The next time I see the dogs, they’re on a field trip to Six Flags Great Adventure. It’s June, five days before the water park opens for the summer. Papa Bear, Felony, Quest and Logan are here, as is the newest baby, 10-week-old Osa. Also present: half a dozen handlers, and the golden retriever from the ladies’ room. Turns out he’s Prior, Annemarie’s current drug dog, who rides with her to the center from Jersey every day. He’s not a bathroom guard after all — he just doesn’t like being crated in the big room with the other dogs. But he loves the walks and ball-chasing and pats he gets from volunteers.

It’s the same routine here as back home: search-and-rescue, this time with the difficulty kicked up by the unfamiliar surroundings, hundreds of empty lounge chairs, a roofing crew atop a snack bar, a crowd of foreign teenagers taking lifeguarding tests, and a slew of groundskeepers armed with weed whackers and hedge shears. After their turns at hide-and-seek, the dogs get to learn to swim — or, more accurately, to discover that they know how to swim already — as the fully clad handlers lure them into a clear blue pool with tennis balls and tugs.

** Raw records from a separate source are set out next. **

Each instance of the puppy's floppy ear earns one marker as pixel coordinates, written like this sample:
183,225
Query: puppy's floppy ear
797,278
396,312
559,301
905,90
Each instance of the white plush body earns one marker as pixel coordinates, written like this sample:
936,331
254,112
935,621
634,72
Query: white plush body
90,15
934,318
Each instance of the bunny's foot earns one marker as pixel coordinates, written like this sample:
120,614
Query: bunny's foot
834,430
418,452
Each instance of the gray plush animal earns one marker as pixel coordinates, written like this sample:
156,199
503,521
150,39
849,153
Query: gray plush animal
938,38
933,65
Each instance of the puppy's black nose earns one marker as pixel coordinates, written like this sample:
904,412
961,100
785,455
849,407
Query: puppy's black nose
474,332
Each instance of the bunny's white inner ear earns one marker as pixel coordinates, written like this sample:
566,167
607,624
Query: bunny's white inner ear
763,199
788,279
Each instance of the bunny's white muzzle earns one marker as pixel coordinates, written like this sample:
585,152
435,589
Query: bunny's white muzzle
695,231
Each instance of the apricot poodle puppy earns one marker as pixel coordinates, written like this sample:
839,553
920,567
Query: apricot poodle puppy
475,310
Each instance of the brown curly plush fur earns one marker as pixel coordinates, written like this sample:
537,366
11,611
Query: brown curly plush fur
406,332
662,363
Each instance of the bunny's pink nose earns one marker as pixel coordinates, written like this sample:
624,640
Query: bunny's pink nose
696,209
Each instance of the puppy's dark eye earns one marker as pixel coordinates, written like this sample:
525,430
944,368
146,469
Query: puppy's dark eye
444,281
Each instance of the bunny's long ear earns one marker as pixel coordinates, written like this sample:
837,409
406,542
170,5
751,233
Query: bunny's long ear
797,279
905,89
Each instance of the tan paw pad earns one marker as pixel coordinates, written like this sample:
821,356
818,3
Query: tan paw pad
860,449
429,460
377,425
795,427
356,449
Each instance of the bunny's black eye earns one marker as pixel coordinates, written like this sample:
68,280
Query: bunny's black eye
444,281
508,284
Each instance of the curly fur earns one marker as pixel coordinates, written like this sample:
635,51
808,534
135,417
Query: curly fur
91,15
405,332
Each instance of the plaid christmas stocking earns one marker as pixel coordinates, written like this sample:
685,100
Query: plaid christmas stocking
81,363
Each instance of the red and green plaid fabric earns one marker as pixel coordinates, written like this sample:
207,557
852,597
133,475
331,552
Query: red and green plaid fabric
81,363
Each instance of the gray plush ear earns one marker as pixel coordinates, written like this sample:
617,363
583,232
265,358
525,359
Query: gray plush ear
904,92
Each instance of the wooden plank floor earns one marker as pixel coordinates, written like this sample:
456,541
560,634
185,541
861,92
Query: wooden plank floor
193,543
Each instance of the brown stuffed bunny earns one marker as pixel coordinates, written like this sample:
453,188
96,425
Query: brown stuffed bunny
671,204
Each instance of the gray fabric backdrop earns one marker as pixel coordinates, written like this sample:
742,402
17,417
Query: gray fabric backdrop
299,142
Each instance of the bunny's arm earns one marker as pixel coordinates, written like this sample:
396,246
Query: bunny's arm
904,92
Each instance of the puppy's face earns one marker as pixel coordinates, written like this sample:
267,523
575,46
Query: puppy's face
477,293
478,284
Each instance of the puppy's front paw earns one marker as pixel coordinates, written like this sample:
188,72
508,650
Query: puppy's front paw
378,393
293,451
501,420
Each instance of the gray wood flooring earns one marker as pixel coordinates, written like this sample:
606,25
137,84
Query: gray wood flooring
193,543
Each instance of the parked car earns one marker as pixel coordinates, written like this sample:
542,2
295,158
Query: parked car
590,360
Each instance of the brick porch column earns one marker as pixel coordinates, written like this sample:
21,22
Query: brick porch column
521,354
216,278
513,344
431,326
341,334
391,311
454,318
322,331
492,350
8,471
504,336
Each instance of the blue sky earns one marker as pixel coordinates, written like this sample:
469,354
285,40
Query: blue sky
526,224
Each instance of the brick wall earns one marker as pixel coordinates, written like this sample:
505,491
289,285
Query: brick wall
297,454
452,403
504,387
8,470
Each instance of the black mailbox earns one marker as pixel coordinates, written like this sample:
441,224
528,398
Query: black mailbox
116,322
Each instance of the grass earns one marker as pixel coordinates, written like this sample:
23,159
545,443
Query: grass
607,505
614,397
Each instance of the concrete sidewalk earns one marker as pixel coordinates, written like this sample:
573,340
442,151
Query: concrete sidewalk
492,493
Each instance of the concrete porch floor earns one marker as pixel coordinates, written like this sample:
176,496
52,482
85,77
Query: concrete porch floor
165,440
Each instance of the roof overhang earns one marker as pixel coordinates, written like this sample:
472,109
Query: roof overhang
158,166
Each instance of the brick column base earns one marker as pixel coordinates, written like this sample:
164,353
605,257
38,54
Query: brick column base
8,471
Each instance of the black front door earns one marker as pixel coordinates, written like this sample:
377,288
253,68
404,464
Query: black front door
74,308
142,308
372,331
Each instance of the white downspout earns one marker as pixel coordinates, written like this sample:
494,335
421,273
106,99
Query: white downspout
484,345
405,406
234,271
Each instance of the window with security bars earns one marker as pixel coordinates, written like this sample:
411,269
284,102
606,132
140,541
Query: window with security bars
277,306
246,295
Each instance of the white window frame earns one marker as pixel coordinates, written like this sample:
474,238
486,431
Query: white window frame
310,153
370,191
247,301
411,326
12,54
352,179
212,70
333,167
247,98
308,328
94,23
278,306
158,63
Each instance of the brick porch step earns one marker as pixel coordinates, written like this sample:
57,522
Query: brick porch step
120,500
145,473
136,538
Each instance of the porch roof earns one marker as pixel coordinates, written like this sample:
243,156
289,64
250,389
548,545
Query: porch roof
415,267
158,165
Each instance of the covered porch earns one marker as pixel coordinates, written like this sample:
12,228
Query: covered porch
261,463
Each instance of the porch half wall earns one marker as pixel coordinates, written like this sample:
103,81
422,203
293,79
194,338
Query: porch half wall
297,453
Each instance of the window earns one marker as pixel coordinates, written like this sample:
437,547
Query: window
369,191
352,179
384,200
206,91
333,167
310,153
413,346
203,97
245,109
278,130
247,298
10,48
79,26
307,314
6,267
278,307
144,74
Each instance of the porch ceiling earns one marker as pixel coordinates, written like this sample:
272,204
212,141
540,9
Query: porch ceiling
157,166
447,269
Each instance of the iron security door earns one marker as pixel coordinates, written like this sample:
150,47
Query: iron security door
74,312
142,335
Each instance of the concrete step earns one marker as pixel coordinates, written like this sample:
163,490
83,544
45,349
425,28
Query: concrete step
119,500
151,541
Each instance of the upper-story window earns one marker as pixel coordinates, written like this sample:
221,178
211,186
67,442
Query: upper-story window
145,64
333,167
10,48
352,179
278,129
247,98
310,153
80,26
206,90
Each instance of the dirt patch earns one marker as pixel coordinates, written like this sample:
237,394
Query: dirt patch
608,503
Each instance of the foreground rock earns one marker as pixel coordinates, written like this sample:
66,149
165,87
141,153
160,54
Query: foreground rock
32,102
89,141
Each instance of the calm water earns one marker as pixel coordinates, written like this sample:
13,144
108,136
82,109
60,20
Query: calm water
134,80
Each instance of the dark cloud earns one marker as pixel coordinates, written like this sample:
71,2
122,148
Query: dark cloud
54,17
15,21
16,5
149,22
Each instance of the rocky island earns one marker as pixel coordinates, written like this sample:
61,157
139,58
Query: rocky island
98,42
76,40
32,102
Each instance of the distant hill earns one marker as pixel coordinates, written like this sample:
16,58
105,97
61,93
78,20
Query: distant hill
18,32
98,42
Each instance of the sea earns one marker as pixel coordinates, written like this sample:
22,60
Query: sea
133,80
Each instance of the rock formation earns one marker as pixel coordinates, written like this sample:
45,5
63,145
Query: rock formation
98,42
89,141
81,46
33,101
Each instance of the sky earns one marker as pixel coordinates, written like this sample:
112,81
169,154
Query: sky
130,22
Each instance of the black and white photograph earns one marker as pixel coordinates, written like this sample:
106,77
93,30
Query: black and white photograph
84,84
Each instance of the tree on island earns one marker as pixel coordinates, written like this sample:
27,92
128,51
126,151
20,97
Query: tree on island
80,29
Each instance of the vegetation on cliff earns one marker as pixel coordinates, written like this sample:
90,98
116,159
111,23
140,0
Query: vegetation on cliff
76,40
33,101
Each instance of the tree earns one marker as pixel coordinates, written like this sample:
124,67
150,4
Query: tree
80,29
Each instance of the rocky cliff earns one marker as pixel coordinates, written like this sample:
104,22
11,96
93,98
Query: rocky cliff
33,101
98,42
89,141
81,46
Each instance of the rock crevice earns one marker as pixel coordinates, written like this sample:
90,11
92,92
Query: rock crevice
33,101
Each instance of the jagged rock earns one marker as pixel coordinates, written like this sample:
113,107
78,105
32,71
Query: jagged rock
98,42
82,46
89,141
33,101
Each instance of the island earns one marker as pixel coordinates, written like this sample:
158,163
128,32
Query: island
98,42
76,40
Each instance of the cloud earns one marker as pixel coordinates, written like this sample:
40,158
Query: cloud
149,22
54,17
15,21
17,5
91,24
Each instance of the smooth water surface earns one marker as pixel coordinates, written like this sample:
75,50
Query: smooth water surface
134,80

Then everyone converges on a pirate-ship playground with slides leading into a splash pool, dogs and humans running and laughing and shouting and barking and splashing in the bright hot sun.

We’re a long way from Ground Zero. Still, Papa Bear and Quest and Logan look as much at home in the unnatural blue waters of Great Adventure as a Yorkie does in a Gucci bag. Thirty thousand years of mutual need and devotion have tangled the ties between dog and man beyond all unraveling. That first wolf-pup, wounded or frozen or starved, who crept timidly toward an outstretched hand — who’s to say that wasn’t where it belonged?